En contraignant, il y a quelques années, une rédactrice de la Basler Zeitung, Nina Jecker, à révéler l’identité d’un dealer qu’elle avait interviewé dans le cadre d’un reportage sur le trafic de drogue dans la cité rhénane, le Tribunal fédéral avait suscité beaucoup d’émoi chez les journalistes suisses. En chœur, ceux-ci avaient dénoncé une atteinte crasse à la protection des sources, pourtant expressément garantie par la Constitution. Avec raison, puisque l’an dernier, la Cour européenne des droits de l’Homme (photo Keystone-ATS) a considéré, à l’unanimité, que ce jugement violait la liberté de l’information.
Autant dire que les juges de Strasbourg ne badinent pas avec le secret rédactionnel. C’est à eux que l’on devait, en 1996 déjà, la consécration de cette institution fondamentale d’un régime démocratique, au motif que sans elle la presse serait dans l’incapacité de remplir sa tâche de chien de garde sociétal. L’arrêt Jecker s’inscrit dans la droite ligne de cette décision de principe (et de plusieurs autres qui sont venues entretemps renforcer la protection des sources) en rappelant au Tribunal fédéral que « le droit des journalistes de taire leurs sources ne saurait être considéré comme un simple privilège qui leur serait accordé ou retiré en fonction de la licéité ou de l’illicéité de leurs sources, mais constitue un véritable attribut du droit à l’information, à traiter avec la plus grande circonspection » ; qui plus est, « la participation apparente de journalistes à l’identification des sources anonymes a toujours un effet inhibiteur ».
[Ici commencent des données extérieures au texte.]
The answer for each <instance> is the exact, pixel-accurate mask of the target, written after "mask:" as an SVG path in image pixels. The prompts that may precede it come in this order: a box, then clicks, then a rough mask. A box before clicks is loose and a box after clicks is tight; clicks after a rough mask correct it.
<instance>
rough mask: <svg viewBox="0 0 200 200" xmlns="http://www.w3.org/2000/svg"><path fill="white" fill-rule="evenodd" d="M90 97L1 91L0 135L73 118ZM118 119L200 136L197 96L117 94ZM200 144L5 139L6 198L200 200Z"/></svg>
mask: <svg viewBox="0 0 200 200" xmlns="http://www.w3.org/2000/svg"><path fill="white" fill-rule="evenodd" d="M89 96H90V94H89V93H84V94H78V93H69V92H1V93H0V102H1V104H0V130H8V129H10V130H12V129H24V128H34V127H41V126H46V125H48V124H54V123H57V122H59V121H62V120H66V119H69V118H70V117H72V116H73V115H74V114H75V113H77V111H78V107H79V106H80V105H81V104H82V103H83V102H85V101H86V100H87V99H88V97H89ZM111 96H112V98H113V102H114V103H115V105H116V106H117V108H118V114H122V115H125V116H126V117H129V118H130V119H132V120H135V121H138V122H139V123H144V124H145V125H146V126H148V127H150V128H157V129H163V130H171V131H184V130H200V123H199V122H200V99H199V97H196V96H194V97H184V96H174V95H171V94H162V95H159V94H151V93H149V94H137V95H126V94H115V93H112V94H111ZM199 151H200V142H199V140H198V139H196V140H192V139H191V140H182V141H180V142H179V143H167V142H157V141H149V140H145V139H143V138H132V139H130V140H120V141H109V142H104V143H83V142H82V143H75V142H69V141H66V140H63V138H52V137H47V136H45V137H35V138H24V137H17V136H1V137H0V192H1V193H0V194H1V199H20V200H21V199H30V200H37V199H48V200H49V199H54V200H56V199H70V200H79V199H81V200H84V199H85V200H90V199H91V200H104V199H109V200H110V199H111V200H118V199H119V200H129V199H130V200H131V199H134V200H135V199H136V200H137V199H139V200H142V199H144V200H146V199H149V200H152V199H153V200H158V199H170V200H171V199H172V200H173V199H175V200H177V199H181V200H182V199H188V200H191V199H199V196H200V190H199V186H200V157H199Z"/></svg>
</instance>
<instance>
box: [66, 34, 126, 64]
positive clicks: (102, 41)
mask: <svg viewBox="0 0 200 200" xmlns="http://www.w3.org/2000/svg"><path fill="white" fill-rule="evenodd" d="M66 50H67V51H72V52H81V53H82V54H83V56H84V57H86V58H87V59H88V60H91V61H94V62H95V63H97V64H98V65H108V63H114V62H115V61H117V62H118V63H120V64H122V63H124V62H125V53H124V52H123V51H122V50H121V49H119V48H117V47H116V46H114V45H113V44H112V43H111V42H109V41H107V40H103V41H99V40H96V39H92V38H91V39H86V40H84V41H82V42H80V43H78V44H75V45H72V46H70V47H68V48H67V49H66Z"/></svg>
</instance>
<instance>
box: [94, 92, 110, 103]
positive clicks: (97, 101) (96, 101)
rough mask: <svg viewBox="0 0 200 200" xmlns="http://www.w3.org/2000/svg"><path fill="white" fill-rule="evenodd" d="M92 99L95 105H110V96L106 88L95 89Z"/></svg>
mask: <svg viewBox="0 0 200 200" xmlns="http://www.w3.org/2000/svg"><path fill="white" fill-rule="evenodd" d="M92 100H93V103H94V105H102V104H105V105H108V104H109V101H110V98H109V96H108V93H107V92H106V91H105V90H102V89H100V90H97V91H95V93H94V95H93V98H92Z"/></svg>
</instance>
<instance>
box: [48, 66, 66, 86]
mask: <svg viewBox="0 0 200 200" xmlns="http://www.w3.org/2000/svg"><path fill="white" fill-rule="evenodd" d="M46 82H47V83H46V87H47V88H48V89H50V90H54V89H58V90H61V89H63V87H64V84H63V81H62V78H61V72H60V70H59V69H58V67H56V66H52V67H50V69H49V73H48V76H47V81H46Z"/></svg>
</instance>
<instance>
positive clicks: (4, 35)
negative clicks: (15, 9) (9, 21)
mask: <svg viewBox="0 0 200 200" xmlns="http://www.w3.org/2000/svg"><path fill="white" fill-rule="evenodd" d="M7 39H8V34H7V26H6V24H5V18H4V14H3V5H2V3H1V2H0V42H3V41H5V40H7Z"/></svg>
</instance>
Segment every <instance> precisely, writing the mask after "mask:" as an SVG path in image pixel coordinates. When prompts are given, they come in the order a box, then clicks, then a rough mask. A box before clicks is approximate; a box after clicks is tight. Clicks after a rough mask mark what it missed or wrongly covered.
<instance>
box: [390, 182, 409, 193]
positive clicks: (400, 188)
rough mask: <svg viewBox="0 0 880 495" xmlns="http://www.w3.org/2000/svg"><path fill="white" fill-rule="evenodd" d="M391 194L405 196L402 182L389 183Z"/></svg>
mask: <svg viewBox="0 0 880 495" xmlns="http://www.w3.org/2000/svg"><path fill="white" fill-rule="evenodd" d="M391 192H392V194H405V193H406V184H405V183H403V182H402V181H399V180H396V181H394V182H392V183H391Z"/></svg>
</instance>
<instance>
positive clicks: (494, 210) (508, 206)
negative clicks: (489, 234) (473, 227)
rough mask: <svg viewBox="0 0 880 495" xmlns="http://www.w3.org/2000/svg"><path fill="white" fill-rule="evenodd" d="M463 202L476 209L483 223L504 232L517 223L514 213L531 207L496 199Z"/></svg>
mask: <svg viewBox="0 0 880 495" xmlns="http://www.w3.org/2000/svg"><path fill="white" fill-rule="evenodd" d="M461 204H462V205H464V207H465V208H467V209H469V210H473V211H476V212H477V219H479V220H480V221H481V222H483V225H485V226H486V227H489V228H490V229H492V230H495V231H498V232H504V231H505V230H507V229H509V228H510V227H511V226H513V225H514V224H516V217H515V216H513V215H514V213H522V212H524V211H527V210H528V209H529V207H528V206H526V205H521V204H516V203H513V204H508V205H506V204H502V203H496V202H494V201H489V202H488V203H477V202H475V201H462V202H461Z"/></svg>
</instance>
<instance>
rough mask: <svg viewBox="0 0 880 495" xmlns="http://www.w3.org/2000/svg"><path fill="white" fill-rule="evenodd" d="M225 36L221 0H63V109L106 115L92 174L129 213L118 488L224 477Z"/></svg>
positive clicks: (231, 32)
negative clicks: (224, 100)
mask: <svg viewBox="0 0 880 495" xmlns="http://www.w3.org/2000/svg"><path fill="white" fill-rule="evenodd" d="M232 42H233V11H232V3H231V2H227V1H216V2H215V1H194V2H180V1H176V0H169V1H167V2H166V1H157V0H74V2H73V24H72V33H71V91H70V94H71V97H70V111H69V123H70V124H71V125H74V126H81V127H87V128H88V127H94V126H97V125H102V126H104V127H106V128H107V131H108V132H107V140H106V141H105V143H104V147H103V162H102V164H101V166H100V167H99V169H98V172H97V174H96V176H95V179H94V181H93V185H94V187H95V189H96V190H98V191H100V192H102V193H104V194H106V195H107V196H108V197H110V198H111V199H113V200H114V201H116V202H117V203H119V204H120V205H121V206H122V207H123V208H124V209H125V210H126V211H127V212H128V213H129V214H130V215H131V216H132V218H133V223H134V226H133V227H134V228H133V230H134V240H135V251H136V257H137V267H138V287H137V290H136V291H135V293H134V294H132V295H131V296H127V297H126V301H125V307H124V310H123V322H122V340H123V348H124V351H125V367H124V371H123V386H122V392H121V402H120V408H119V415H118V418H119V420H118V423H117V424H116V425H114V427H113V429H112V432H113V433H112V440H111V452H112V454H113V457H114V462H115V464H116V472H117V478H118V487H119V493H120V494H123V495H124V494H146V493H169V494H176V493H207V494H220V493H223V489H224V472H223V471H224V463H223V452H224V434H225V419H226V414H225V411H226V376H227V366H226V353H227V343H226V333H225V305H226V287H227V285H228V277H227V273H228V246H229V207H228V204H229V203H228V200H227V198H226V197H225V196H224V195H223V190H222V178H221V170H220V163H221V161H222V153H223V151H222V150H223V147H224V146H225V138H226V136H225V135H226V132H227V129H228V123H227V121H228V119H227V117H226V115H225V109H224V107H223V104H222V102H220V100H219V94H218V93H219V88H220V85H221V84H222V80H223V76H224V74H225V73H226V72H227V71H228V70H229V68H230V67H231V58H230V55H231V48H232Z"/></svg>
La portée de la décision de la CourEDH va bien au-delà des démêlés de Nina Jecker avec nos autorités judiciaires. Les considérants de l’arrêt soulignent en effet que les dérogations à la protection des sources posées par notre code de procédure pénale ne sont pas d’application automatique. Pour chaque cas qui se présente, l’obligation exceptionnelle faite au journaliste de témoigner doit être mise en balance avec la gravité des délits poursuivis et l’intérêt du public à connaître les faits de la cause. En l’espèce, les juges européens ont estimé d’une part que le trafic de drogue était une thématique importante pour la collectivité, d’autre part que le commerce de cannabis et de haschisch auquel s’adonnait le dealer interviewé était de peu d’ampleur. Tant mieux pour Nina Jecker dont on ne manquera pas de saluer la détermination et la persévérance puisqu’elle a obtenu gain de cause près de dix ans après son refus de collaborer avec la justice bâloise.